Portrait of a Man in Armor with Two Pages

Portrait of a Man in Armor with Two Pages
Portrait of a Man in Armor with Two Pages
Artist:Paris Bordon (Italian, Treviso 1500–1571 Venice)
Medium:Oil on canvas
Dimensions:46 x 62 in. (116.8 x 157.5 cm)
Classification:Paintings
Credit Line:Gift of Mr. and Mrs. Charles Wrightsman, 1973
Accession Number:1973.311.1

This painting shows a high-ranking officer with two pages, one of whom, an African, holds his helmet while the other fastens the armor on his right arm. It belongs to a long history of portraits of military men in armor, but the extensive landscape background, with stormy skies over the advancing armies, and the mood of melancholy are unique to Bordon. Although we do not know the identity of the sitter, who may have been Milanese, this work was much esteemed in the seventeenth century, when it was sold to Cardinal Leopoldo de’ Medici in Florence.
Catalogue Entry
This picture may be the portrait by Paris Bordon that belonged to Bernardo Trincavalla, an art collector who was granted Venetian citizenship in 1629. Trincavalla’s painting was described by Carlo Ridolfi in 1648 as a “knight whose page fastens his armor.” Ridolfi does not mention the second page, but then neither do several modern writers who have described the picture. The work belonged subsequently to Paolo del Sera, a Florentine painter-dealer who resided in Venice from 1640 until his death in 1672. Marco Boschini described it in 1660 as a portrait of a general armed by two pages, one of them a "moor who proffers his helmet." Cardinal Leopoldo de' Medici acquired the painting from del Sera; how it later made its way to England, where it was recorded in the nineteenth century, remains a mystery.
Bordon’s depiction belongs to the genre of military portraiture that was popular in Europe from the time of the Roman Empire until the nineteenth century. From ninth-century portraits of Charlemagne to Sir Thomas Lawrence’s likeness of George IV (Pinacoteca Vaticana), great rulers were often represented as military heroes. The full-length standing portrait of Philip II, now in the Prado, which Titian painted in 1551, is one of the most magnificent; it was later adapted by Rubens, Van Dyck, and many other artists. A less formal format, showing the sitter preparing for battle, was also developed in Venice during the sixteenth century, and it is with this type that the present portrait is most closely associated. In such examples, an officer looks over his shoulder as a page adjusts his suit of armor; the format seems to have originated with an early sixteenth-century prototype known only from numerous replicas. One of the replicas of this composition, formerly in the Orléans collection, was catalogued in the eighteenth century as a portrait of Gaston de Foix by Giorgione; yet the true prototype may well have been an early work by Titian, as Roberto Longhi (Viatico per cinque secoli di pittura veneziana, Florence, 1946, p. 64) and others have suggested. The action of the page and the gaze of the officer endow this portrait type with an informality and psychological intimacy that rarely appear in conventional military portrayals.

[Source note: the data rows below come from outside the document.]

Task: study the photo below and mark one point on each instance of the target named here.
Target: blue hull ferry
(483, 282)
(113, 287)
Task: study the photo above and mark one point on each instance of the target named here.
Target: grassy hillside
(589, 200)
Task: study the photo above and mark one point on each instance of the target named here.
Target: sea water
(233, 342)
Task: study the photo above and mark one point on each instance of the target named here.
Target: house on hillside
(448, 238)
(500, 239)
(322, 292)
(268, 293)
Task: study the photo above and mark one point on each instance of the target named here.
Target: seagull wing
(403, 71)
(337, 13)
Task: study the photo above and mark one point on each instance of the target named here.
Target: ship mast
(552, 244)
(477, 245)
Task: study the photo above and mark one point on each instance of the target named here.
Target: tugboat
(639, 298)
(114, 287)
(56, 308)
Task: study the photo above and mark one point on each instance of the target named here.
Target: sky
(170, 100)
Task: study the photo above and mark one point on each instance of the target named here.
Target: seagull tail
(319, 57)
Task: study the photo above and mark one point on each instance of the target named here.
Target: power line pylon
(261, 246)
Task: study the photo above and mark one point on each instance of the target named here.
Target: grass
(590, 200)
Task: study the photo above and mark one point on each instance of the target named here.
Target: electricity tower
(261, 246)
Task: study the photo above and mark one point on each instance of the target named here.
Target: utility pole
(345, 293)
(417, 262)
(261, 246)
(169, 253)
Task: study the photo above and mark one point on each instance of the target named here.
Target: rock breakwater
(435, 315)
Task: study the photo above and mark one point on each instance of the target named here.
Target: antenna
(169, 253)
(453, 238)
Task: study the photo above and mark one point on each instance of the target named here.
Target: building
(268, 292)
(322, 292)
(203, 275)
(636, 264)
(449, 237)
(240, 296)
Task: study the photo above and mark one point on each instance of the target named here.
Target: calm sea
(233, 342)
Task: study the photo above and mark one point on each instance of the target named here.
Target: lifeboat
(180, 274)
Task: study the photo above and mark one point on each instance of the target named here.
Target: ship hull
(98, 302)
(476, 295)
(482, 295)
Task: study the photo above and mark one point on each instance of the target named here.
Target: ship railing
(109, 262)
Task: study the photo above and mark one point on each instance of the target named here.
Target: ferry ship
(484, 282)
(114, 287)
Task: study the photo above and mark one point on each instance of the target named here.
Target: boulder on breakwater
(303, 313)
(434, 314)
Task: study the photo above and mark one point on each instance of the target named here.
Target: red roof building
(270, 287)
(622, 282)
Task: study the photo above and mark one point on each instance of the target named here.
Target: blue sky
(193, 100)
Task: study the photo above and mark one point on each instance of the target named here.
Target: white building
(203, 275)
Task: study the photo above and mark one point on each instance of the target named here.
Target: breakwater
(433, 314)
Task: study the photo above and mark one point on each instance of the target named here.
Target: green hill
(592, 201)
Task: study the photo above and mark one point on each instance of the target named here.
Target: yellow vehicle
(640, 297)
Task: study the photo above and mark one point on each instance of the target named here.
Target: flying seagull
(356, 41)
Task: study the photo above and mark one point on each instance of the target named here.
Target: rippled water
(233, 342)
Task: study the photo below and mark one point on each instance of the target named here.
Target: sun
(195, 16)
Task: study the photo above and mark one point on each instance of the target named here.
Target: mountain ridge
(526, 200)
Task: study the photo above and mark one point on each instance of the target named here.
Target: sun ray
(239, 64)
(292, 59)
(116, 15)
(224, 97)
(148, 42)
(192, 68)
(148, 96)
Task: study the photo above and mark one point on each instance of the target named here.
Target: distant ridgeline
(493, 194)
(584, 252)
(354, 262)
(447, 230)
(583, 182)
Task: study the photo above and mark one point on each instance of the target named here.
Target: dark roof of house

Enlarging the format of the Giorgionesque composition and making it more complex, Bordon has added the landscape and introduced the second page holding the helmet. A suggestion (Fahy 1973) that the portrait depicts Carlo da Rho (d. 1553) must be abandoned, as da Rho did not have a military career. The style of the portrait, however, is typical of the work Bordon undertook in 1549–50, when he resided in da Rho’s palace in Milan. The horizontal format, with three-quarter-length figures standing before undulating hills, is also seen in Bordon’s Holy Family with Saint Catherine in the Brera, which dates from about 1550. Tintoretto’s portrait of Scipione Clusone (Galleria Nazionale di Palazzo Spinola, Genoa), dated 1561, seems to have been inspired by the present painting (Rossi 1984).